’Ndrangheta, c’è un nuovo collaboratore di giustizia

L’ex esponente delle cosche di Archi ha iniziato a parlare con la Dda, svelando segreti su alleanze criminali, armi nascoste e omicidi

A Reggio Calabria c’è un nuovo collaboratore di giustizia. Si tratta di Antonino Randisi, esponente delle cosche di ‘ndrangheta di Archi.

Nelle settimane scorse, Randisi ha scelto di saltare il fosso rendendo le prime dichiarazioni alla Direzione distrettuale antimafia guidata dal procuratore Giuseppe Lombardo. Quattro verbali del nuovo collaboratore sono stati depositati stamattina nel processo “Gallicò”, nato da un’inchiesta della Dda contro cosche nella zona nord di Reggio Calabria. È il processo che ha acceso un faro sulle frizioni tra i clan di Gallico. I verbali sono stati depositati nel fascicolo processuale dal procuratore aggiunto Walter Ignazzitto.

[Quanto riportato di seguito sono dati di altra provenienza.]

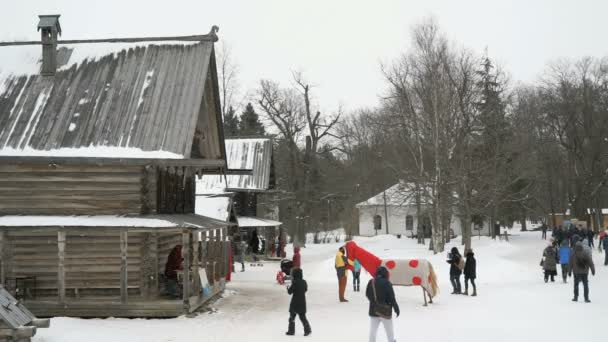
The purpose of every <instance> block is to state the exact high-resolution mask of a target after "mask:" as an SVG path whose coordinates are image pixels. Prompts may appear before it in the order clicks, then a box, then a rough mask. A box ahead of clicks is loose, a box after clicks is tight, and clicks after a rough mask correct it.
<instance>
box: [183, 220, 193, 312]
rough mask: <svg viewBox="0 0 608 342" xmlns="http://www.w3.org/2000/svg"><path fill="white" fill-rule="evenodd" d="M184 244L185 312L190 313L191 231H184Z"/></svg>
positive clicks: (184, 280)
mask: <svg viewBox="0 0 608 342" xmlns="http://www.w3.org/2000/svg"><path fill="white" fill-rule="evenodd" d="M182 246H183V247H182V256H183V257H184V288H183V298H184V313H190V256H191V255H192V245H191V244H190V231H187V230H186V231H184V232H182Z"/></svg>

Uomo di fiducia del boss Luigi Molinetti, detto la “Belva”, Antonino Randisi era imputato nel processo “Epicentro” da cui lo scorso luglio era stato assolto dalla Corte d’Appello. Dopo l’assoluzione, quindi, si è presentato ai magistrati per collaborare con la giustizia: “Intendo superare gli errori del passato – ha dichiarato ai pm – e voglio cambiare vita. Ho capito che questa non è la vita che voglio. Ho scelto di collaborare da uomo libero, non temo la carcerazione, ma voglio rimediare ai miei errori”.

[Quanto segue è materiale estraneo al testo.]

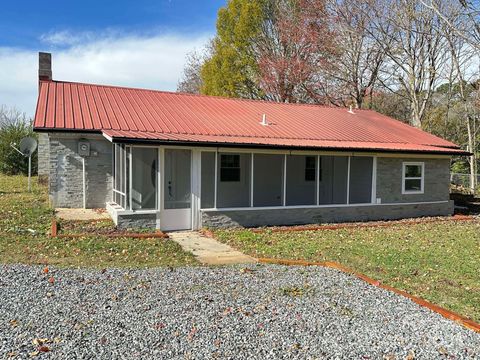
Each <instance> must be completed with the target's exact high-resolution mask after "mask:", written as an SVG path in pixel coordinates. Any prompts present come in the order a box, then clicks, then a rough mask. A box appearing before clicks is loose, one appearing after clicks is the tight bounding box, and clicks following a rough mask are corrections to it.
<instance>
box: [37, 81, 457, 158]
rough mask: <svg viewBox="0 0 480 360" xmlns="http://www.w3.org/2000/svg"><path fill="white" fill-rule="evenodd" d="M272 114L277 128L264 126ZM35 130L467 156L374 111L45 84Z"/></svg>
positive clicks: (207, 142)
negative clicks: (395, 151)
mask: <svg viewBox="0 0 480 360" xmlns="http://www.w3.org/2000/svg"><path fill="white" fill-rule="evenodd" d="M263 114H266V118H267V122H268V123H269V125H267V126H264V125H262V124H261V121H262V116H263ZM34 128H35V130H39V131H41V130H43V131H98V132H102V133H104V134H105V135H106V136H108V137H110V138H112V139H113V140H116V139H124V140H126V139H132V140H133V139H136V140H158V141H172V142H196V143H198V142H200V143H214V144H225V145H228V144H239V145H249V144H250V145H261V146H272V147H278V146H283V147H293V148H306V147H308V148H328V149H333V148H338V149H359V150H384V151H406V152H434V153H446V154H455V153H458V154H461V153H464V152H463V151H462V150H460V149H459V147H458V146H457V145H455V144H453V143H451V142H449V141H446V140H443V139H441V138H438V137H436V136H433V135H431V134H428V133H426V132H424V131H421V130H419V129H416V128H414V127H411V126H409V125H406V124H404V123H402V122H400V121H397V120H394V119H392V118H389V117H387V116H384V115H381V114H379V113H377V112H375V111H371V110H355V111H354V114H352V113H350V112H348V111H347V110H346V109H344V108H336V107H325V106H319V105H308V104H283V103H275V102H266V101H254V100H239V99H227V98H220V97H211V96H202V95H190V94H180V93H172V92H164V91H154V90H144V89H132V88H123V87H113V86H103V85H92V84H81V83H70V82H60V81H42V82H41V83H40V93H39V97H38V104H37V111H36V115H35V122H34Z"/></svg>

Ai magistrati, Randisi ha raccontato di aver ricevuto “la dote dello sgarro” da Carmine De Stefano. E ha riferito anche dei luoghi dove venivano nascoste le armi degli “arcoti” e le dinamiche all’interno del locale di Gallico dove i Molinetti avevano “stretto un patto” con Nino Crupi e Mario Corso, soggetti imputati per associazione mafiosa, che “comandavano a Gallico sotto l’egida di Gino Molinetti”. “La divisione di tutto ciò che riguardava il territorio di Gallico, non solo le estorsioni – ha affermato il collaboratore – doveva essere effettuata al 50%: metà al gruppo Molinetti e l’altra metà a Corso e Crupi”. Ai magistrati, infine, Randisi ha parlato dell’omicidio di Paolo Munno, un pregiudicato ucciso ad Archi nel 2012 all’interno del circolo ricreativo che gestiva la vittima.

“L’esecutore fu Giuseppe Molinetti, figlio di Luigi Molinetti, e Ciccio Saraceno gli fece da palo. – c’è scritto nei verbali depositati oggi in aula – Venne utilizzata una pistola a tamburo”. Naturalmente sulle dichiarazioni sta indagando la Dda di Reggio Calabria.